44 comments

Submitted on 09/14/2020

Categories: Drama Romance Lesbian

It was the end of the Brown Package season when the women with the wind on their tongues arrived at the house in the mountains. They grasped hands in an eternity sort of way, like past disagreements dissolving into lemons on ice. Their songs were of fairies with broken wings and white lace. 

The mailman, being jealous and lonely, lingered every afternoon by their peachy mailbox. His scent wafted through the house, overpowering even the burning sage. 

The woman with eyes that are the moon’s craters, Elinor, peeked through the curtains every so often. She was suspicious of villages on the edges of cliffs, but nevertheless her breathing quickened whenever she saw the bluebirds. 

Tucked away in the back of her mind, she knew bluebirds weren’t actually blue. It was an illusion, like most other things in their world. The way their feathers were arranged when the light bounced off them created the color blue. 
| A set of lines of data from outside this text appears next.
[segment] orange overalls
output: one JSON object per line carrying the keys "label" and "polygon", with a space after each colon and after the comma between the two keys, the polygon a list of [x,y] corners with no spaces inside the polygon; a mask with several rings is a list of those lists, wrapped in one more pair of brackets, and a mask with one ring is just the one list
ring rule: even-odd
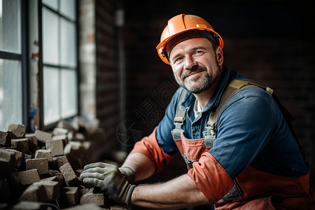
{"label": "orange overalls", "polygon": [[[155,131],[156,128],[149,136],[137,142],[132,153],[146,155],[158,172],[172,156],[158,146]],[[232,180],[209,153],[213,139],[188,139],[176,128],[172,135],[188,164],[188,175],[209,202],[215,204],[216,209],[315,209],[309,174],[288,177],[248,166]]]}

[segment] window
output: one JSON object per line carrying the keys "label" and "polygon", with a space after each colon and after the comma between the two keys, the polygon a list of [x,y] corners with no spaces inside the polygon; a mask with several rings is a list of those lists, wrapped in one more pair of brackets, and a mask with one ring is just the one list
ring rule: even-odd
{"label": "window", "polygon": [[78,114],[75,0],[42,0],[43,125]]}
{"label": "window", "polygon": [[[0,0],[0,130],[26,124],[24,13],[20,0]],[[24,35],[23,35],[24,36]]]}

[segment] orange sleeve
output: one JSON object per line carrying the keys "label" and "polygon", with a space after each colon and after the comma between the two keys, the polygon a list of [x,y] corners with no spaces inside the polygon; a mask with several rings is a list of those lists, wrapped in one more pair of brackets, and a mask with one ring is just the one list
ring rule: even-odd
{"label": "orange sleeve", "polygon": [[164,167],[169,163],[173,156],[167,155],[158,145],[156,141],[155,132],[158,127],[155,128],[152,134],[137,141],[130,154],[140,153],[150,158],[155,166],[155,173],[162,171]]}
{"label": "orange sleeve", "polygon": [[230,175],[209,153],[203,153],[192,165],[188,175],[211,203],[217,203],[233,188]]}

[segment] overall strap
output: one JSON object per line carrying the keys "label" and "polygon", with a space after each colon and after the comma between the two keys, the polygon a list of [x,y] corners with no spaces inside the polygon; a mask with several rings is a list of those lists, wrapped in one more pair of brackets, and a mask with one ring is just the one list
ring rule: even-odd
{"label": "overall strap", "polygon": [[216,139],[216,134],[214,130],[218,122],[218,118],[223,106],[237,90],[248,87],[261,88],[268,92],[270,95],[272,95],[273,93],[273,90],[269,87],[265,88],[257,85],[257,83],[253,80],[244,79],[232,80],[230,85],[224,90],[218,106],[211,111],[209,120],[206,122],[204,144],[207,148],[211,148],[214,146],[214,141]]}
{"label": "overall strap", "polygon": [[187,90],[183,90],[178,103],[176,106],[175,117],[174,118],[174,125],[175,128],[173,130],[173,137],[174,141],[181,141],[181,133],[183,132],[183,125],[186,116],[186,108],[181,109],[181,104],[186,95]]}

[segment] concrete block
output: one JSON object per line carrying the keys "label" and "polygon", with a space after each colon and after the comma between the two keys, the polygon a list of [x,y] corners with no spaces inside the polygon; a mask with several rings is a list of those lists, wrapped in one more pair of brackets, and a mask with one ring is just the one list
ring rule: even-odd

Charlotte, the woman with a frown for a mouth carved into her face, forbade Elinor alongside all her dusty scrolls to leave the cottage. Elinor’s ears were stuck in her feet that day, so her wife’s rules were buried beside her worries under where the lilies used to be. 

But it was then, sitting on a small patch of dead grass, allowing doves as pale as funerals to perch on her pointer finger, she realized how different the mountains were from the sea. Elinor didn’t know which she preferred most, as she had only been at the mountains for under a day. 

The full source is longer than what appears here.